Buttery Lemon Trout with Lentil Bed
I love to cook. I’m very proudly the “head chef” in our house. Some nights, I can’t wait to go all out — slow simmer something cozy, chop for 30 minutes straight, plate it like we’re at a restaurant.
But I also work long days. And sometimes, after 10 hours, I want something that feels five-star… without a 20-step process.
A lot of what I make is plant-forward — which means plenty of chopping, mincing, marinating, pressing, rinsing. I genuinely love it. But there are nights when I want to feel taken care of in my own kitchen.
This trout dish does exactly that.
It comes together in about 30 minutes, tastes indulgent and buttery (no actual butter required), and somehow feels restaurant-quality without being complicated.
Fun fact: I had never cooked trout before this. I was writing a blog post about dietary fats and started thinking about fatty fish. Salmon is usually my go-to — but I’ve had one too many slimy, overly fishy experiences lately.
So I took a chance on trout.
And it did not disappoint.
The trout loads this dish up with omega-3 fatty acids: essential fats that support heart health, brain function, recovery, and even hormone balance. For women especially, adequate omega-3 intake plays a role in managing inflammation, supporting mood stability, and promoting long-term cardiovascular health.
Pair that with lentils, and you’ve got a powerhouse foundation. Lentils provide plant-based protein, iron (which is especially important for menstruating women), fiber for gut health, and steady carbohydrates to keep blood sugar stable.
The combination of high-quality protein, healthy fats, and fiber makes this meal deeply satisfying in both flavor and how it supports your body.
Prep Time: 10 minutes Cook Time: 25 minutes
INGREDIENTS (makes 4 servings)
For the Trout:
1lb trout filet
1/2 lemon zested and juiced
3-4 thin lemon slices
2 tsp dried dill
1 tsp garlic powder
salt and pepper to taste
For the Lentil Bed:
1 cup dry brown lentils, rinsed
2 cups water or low-sodium vegetable broth
For the Sauce:
5 garlic cloves, thinly sliced
2 tsp oil or butter
1/2 cup milk or half n’ half
note: I have made this sauce with coconut milk, as well as Country Crock heavy cream. It has come out fantastically with both, so I would imagine that any unflavored milk you use will be absolutely fine. It’s quite versatile, adding to the easy of making this dish
1 tsp vinegar (I use apple cider, but you can also use white wine, champagne or sherry vinegar) or juice from the last of the lemon
1/2 cup kale, thinly sliced
2 tbsp sun-dried tomatoes, diced
1/2 tsp garlic and onion power (both)
salt and pepper to taste
Instructions
For the Trout
Preheat oven to 400°F (200°C). For easy clean-up, line a baking dish with foil (optional)

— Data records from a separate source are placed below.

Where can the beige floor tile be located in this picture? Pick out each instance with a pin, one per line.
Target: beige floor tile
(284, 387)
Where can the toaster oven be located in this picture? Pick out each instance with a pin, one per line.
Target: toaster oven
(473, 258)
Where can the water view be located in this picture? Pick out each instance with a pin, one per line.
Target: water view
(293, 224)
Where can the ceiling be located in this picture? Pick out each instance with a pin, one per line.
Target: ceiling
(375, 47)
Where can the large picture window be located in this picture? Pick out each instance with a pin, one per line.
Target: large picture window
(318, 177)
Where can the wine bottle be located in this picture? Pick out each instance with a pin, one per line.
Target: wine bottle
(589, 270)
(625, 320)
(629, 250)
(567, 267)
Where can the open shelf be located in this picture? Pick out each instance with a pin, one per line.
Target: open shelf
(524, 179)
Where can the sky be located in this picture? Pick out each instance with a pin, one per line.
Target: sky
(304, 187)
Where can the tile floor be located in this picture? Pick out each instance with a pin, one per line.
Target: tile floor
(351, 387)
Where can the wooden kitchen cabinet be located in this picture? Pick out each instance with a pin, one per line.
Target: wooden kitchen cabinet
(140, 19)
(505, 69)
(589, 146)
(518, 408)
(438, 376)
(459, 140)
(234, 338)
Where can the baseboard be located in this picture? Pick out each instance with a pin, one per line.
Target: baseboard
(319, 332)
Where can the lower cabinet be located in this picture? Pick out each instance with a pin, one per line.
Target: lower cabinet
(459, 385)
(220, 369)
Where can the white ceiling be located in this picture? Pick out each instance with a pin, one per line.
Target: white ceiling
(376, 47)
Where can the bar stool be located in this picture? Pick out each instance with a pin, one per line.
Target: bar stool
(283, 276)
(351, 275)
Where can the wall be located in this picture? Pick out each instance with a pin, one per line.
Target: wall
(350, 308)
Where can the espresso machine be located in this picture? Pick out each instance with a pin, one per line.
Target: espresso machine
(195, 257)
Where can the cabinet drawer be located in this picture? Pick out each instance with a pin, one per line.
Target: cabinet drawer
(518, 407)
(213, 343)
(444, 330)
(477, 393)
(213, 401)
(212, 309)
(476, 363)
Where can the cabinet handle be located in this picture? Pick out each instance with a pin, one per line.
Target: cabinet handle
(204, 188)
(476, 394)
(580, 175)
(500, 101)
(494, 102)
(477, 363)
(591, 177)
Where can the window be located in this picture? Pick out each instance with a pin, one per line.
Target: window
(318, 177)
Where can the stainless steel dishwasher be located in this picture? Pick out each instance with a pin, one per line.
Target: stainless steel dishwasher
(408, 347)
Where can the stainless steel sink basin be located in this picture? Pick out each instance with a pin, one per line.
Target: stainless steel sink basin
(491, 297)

Place trout in baking dish. Evenly sprinkle herbs, spices, and lemon zest/juice over filet
2 tsp dried dill
1 tsp garlic powder
1/2 lemon zested
1/2 lemon juiced
salt and pepper to taste
Evenly spread lemon slices over the filet. Place in oven and bake 18–22 minutes, or until the fish flakes easily with a fork and reaches 145°F internally.

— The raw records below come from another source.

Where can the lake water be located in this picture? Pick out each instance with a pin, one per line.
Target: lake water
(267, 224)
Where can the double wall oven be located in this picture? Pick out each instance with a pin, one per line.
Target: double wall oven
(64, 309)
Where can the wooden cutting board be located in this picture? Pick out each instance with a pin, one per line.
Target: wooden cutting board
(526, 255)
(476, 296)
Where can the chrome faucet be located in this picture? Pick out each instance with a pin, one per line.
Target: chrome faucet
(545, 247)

For the Lentil Bed and Sauce
Rinse lentils in a strainer. Bring lentils and liquid to a boil, then reduce to a simmer.
1 cup dry brown lentils, rinsed
2 cups water or low-sodium vegetable broth
Simmer for 20–25 minutes, until tender but still holding their shape. Drain excess liquid if needed.
While the lentils and trout cook, heat a small pan over medium-low heat. Add oil or butter and garlic.

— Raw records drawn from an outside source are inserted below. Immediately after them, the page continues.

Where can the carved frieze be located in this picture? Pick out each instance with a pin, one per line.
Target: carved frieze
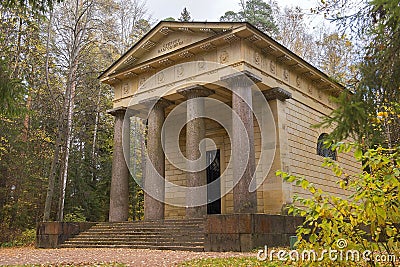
(286, 75)
(224, 57)
(257, 58)
(272, 66)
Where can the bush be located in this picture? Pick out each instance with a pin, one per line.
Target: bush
(26, 238)
(368, 220)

5 clove garlic, thinly sliced
2 tsp oil or butter
Cook garlic for about 2 minutes, stirring frequently as to not let it burn.
Add in milk. Let gently simmer for 2–3 minutes, stirring frequently. Do not let it boil aggressively.
1/2 cup milk or half n’ half
Add in your vinegar (or lemon), spices and seasonings, give it a stir then add in the kale and sun-dried tomatoes
1 tsp vinegar or juice from the last of the lemon
1/2 cup kale
2 tbsp sun-dried tomatoes
1/2 tsp garlic and onion power (both)
salt and pepper to taste
Simmer until kale softens and sauce slightly thickens.
Once everything is done, cooking, place about half a cup of cooked lentils on a plate, top the lentils with a good serving of the creamy sauce, and place a serving of trout on top of your bed of lentils.
You can also add in steamed broccoli to this meal, roasted sweet potatoes with pecans, or any of your favorite side dishes! This is a well balanced meal full of protein and omega-3's as well as fiber to help satiate and feed your helpful gut bacteria.